Sherwin has been the center's director since July 1993 and has helped bring up such prominent speakers as Haitian President Jean-Bertrand Aristide. Sherwin could not be reached for comment yesterday. Assistant Director of the Dickey Center Margot de l'Etoile declined to comment.
Bollinger said he plans to form a committee this summer to search for a new director for the Dickey Center. He said the College may have an interim director until a new director is chosen.
Sherwin has recently been in the news because of his involvement in the proposed Enola Gay exhibit at the Smithsonian Institution in Washington, D.C.
The exhibit was supposed to educate people about the detonation of the first atomic bomb on Hiroshima and the beginnings of the nuclear era.
Sherwin argues that veteran groups and Congress pressured the Smithsonian to cancel the project early this year because of "blatant censorship." Those opposed to the exhibit claim it was anti-American.
Before teaching at Dartmouth, Sherwin was a history professor at Tufts and was the founding director of Tuft's Nuclear Age History and Humanities Center.
At Tufts, he founded the Global Classroom Project, which uses television satellite technology to link university students in Moscow and the United States.
After graduating from Dartmouth in 1959, Sherwin served in the U.S. Navy for four years and went on to teach American history and foreign policy at the University of California at Berkeley in 1967.
In 1971, he received his doctorate from the University of California at Los Angeles.

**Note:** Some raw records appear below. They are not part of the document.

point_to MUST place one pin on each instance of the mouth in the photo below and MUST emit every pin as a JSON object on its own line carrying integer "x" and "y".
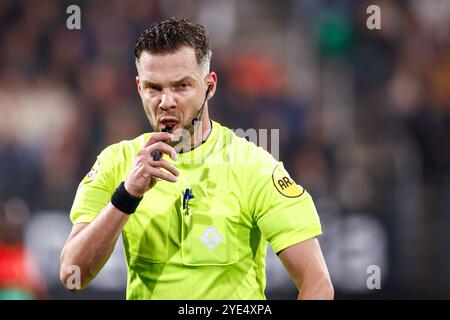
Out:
{"x": 168, "y": 122}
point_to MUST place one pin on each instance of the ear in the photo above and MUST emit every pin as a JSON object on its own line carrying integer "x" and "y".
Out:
{"x": 212, "y": 84}
{"x": 138, "y": 85}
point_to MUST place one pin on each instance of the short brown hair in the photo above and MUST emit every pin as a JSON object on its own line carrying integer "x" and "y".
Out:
{"x": 170, "y": 35}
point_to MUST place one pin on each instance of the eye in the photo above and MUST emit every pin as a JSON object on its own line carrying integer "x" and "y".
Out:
{"x": 153, "y": 88}
{"x": 182, "y": 85}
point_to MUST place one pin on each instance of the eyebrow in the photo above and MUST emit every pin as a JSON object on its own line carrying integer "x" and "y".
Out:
{"x": 184, "y": 79}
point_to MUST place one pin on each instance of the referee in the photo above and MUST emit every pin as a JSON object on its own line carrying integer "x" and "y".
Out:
{"x": 196, "y": 205}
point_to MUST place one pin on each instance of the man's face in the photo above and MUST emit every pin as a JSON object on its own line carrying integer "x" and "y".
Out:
{"x": 172, "y": 87}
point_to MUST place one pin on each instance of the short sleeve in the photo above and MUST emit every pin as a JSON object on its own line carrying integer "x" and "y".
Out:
{"x": 284, "y": 211}
{"x": 95, "y": 190}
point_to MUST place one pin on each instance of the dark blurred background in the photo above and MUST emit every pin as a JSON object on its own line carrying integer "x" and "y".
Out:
{"x": 364, "y": 119}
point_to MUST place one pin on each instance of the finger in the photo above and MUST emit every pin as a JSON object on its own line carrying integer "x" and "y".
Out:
{"x": 166, "y": 165}
{"x": 158, "y": 173}
{"x": 163, "y": 147}
{"x": 156, "y": 137}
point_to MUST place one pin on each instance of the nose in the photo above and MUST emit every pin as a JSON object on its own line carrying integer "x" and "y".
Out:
{"x": 167, "y": 101}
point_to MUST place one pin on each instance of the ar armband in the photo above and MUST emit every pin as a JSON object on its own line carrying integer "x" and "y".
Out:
{"x": 124, "y": 201}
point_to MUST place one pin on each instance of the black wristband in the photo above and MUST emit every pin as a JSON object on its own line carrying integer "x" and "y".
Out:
{"x": 124, "y": 201}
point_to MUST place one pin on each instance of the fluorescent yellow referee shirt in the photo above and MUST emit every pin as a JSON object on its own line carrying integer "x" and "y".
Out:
{"x": 214, "y": 246}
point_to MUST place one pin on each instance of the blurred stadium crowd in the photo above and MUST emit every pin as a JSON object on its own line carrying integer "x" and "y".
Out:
{"x": 364, "y": 119}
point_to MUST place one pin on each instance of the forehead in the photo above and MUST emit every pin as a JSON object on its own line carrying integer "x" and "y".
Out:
{"x": 167, "y": 67}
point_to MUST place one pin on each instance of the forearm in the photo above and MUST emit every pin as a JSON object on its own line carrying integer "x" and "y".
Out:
{"x": 317, "y": 289}
{"x": 91, "y": 247}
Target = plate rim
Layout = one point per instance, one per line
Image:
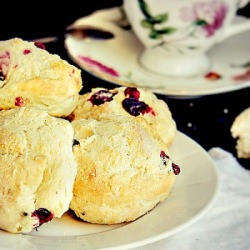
(173, 93)
(123, 245)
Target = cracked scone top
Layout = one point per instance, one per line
(31, 76)
(123, 170)
(37, 168)
(130, 102)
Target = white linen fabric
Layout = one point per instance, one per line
(226, 225)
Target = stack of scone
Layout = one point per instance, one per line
(37, 165)
(104, 155)
(124, 166)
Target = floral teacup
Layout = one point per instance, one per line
(177, 34)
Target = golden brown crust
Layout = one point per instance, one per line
(121, 175)
(37, 167)
(240, 130)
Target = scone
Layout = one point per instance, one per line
(131, 102)
(123, 170)
(240, 130)
(31, 76)
(37, 168)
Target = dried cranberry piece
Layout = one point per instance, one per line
(26, 51)
(176, 169)
(43, 215)
(135, 107)
(39, 45)
(165, 158)
(19, 101)
(2, 77)
(132, 92)
(101, 97)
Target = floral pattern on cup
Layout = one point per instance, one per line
(90, 63)
(206, 17)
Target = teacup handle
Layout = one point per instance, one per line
(237, 28)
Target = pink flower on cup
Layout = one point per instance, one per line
(208, 15)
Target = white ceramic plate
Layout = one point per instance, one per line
(191, 197)
(116, 60)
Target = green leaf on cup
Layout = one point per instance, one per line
(200, 22)
(146, 24)
(144, 8)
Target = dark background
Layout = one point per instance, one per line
(205, 119)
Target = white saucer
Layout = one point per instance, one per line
(116, 60)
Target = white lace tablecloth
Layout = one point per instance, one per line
(227, 224)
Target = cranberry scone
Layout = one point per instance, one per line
(31, 76)
(37, 168)
(123, 170)
(240, 130)
(130, 102)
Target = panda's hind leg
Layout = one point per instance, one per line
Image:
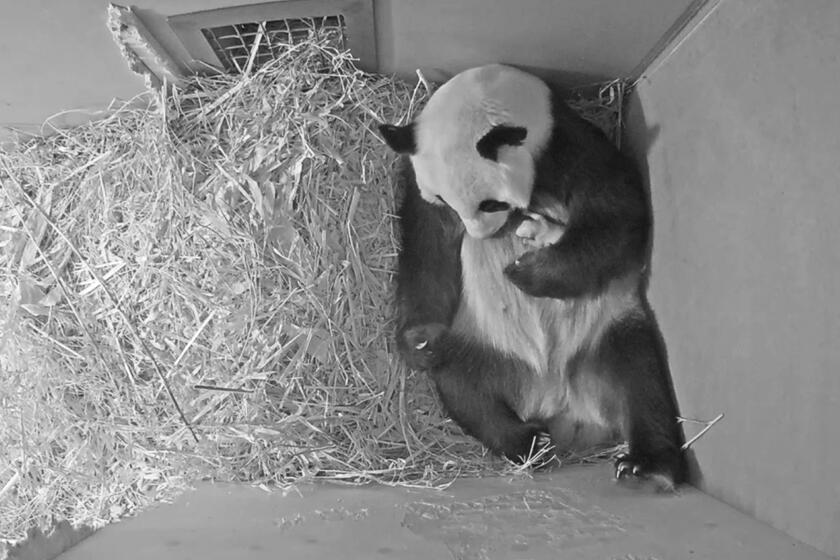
(629, 370)
(479, 389)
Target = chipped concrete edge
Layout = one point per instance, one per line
(41, 545)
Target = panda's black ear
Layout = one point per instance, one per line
(401, 139)
(500, 135)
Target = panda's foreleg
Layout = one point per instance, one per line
(629, 362)
(428, 287)
(479, 389)
(581, 263)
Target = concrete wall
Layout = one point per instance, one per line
(59, 55)
(740, 134)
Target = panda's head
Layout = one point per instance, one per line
(474, 144)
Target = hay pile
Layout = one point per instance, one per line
(202, 290)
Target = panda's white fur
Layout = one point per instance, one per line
(457, 116)
(544, 333)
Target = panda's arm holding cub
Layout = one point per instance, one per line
(606, 234)
(429, 271)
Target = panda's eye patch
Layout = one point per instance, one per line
(493, 206)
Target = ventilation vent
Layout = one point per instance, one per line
(225, 37)
(233, 43)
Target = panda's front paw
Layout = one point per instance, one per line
(421, 345)
(536, 230)
(530, 273)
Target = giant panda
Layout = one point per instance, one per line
(520, 278)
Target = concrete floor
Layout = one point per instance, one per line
(577, 512)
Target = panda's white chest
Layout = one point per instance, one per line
(544, 333)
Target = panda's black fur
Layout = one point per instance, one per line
(617, 375)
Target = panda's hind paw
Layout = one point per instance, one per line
(640, 472)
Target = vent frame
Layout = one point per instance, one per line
(358, 30)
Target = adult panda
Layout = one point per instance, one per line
(520, 278)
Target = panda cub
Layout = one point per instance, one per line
(520, 277)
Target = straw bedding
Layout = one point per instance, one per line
(201, 289)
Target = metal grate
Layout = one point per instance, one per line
(233, 43)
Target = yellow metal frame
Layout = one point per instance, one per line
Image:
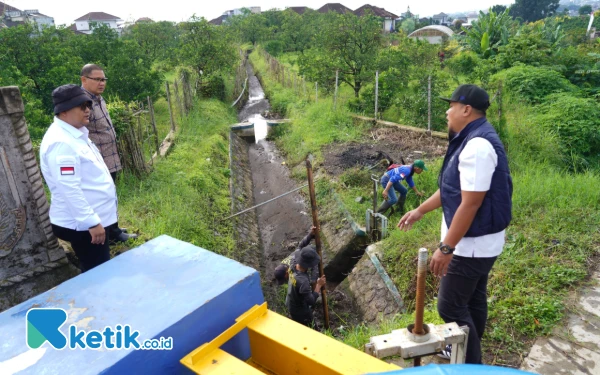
(283, 347)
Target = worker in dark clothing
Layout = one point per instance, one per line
(282, 270)
(301, 297)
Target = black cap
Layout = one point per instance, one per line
(68, 96)
(472, 95)
(280, 272)
(308, 257)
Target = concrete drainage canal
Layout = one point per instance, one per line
(357, 286)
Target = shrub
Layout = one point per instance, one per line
(213, 87)
(274, 47)
(533, 84)
(575, 120)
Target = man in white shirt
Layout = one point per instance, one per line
(84, 202)
(475, 194)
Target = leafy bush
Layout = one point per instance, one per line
(119, 114)
(533, 84)
(274, 47)
(213, 87)
(575, 120)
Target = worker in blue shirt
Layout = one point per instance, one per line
(393, 178)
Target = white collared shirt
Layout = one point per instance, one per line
(476, 165)
(83, 192)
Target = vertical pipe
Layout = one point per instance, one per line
(335, 95)
(429, 104)
(420, 302)
(313, 205)
(376, 91)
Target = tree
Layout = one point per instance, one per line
(533, 10)
(498, 9)
(408, 26)
(489, 32)
(297, 31)
(157, 40)
(347, 43)
(585, 10)
(205, 47)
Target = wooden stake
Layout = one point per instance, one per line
(170, 108)
(313, 205)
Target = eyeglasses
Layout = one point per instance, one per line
(86, 105)
(97, 79)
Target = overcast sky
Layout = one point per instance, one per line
(66, 11)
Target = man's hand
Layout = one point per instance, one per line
(98, 234)
(409, 219)
(439, 263)
(320, 283)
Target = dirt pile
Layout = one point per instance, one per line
(384, 143)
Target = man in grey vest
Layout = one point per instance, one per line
(475, 194)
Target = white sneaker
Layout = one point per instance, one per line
(446, 352)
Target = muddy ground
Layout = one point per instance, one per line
(381, 143)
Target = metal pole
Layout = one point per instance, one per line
(169, 102)
(265, 202)
(335, 95)
(429, 104)
(313, 205)
(420, 300)
(153, 121)
(376, 91)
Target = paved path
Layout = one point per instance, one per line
(573, 349)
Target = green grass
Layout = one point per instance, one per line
(188, 192)
(551, 243)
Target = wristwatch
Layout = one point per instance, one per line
(446, 249)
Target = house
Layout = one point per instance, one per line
(82, 24)
(219, 20)
(334, 7)
(389, 19)
(11, 16)
(472, 17)
(434, 34)
(234, 12)
(440, 19)
(144, 20)
(299, 10)
(240, 11)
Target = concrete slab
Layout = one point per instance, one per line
(164, 288)
(574, 349)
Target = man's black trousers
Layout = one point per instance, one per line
(89, 254)
(463, 299)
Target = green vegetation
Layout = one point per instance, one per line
(549, 116)
(188, 192)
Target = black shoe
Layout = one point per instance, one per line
(123, 237)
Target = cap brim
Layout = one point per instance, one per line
(72, 103)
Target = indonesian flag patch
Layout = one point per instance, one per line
(67, 171)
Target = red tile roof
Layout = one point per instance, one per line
(97, 16)
(379, 12)
(299, 10)
(334, 7)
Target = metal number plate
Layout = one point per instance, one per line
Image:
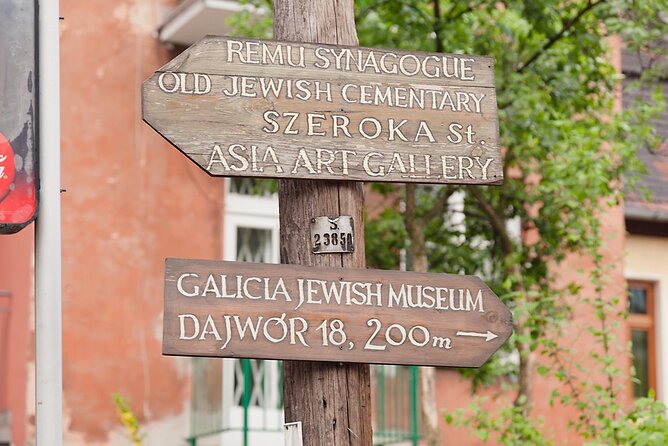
(332, 234)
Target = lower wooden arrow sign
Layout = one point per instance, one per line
(233, 309)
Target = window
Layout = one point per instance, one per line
(641, 308)
(239, 401)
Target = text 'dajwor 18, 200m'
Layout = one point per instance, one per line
(230, 309)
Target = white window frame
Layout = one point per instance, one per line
(256, 212)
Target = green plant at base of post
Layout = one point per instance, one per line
(567, 152)
(128, 420)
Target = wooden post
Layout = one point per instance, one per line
(332, 400)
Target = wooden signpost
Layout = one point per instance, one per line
(307, 107)
(239, 107)
(234, 309)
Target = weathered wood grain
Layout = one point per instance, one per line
(231, 117)
(332, 400)
(372, 316)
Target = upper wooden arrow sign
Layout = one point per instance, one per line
(233, 309)
(257, 108)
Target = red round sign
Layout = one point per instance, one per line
(7, 167)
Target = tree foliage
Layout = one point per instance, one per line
(567, 153)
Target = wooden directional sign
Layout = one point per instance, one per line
(233, 309)
(257, 108)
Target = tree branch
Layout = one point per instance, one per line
(497, 221)
(566, 26)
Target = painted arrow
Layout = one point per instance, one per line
(488, 336)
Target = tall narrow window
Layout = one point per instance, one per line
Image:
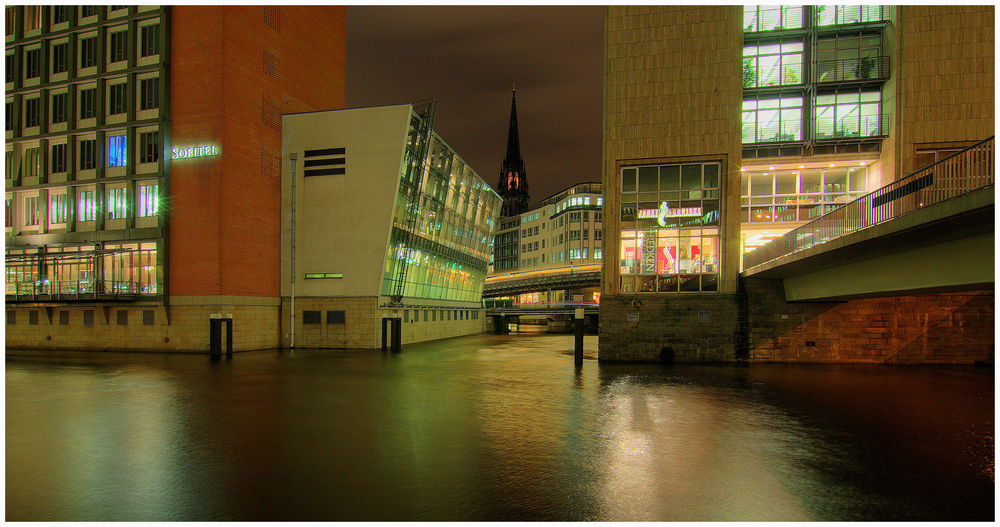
(57, 208)
(58, 108)
(118, 46)
(57, 158)
(117, 151)
(150, 41)
(147, 200)
(86, 205)
(116, 206)
(149, 94)
(88, 154)
(88, 52)
(149, 147)
(30, 112)
(88, 103)
(32, 60)
(59, 56)
(118, 102)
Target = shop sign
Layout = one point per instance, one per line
(194, 151)
(666, 212)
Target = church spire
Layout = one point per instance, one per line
(513, 185)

During the next 10 years Sherwin worked at Cornell University as a research associate and lecturer and at Princeton University, where he taught U.S. history and international relations in the history department and the Woodrow Wilson School.
Sherwin taught with Dartmouth's Master of Arts in Liberal Studies Program during Summer terms in the 1970s and taught interdisciplinary courses at the College from 1980 until 1989.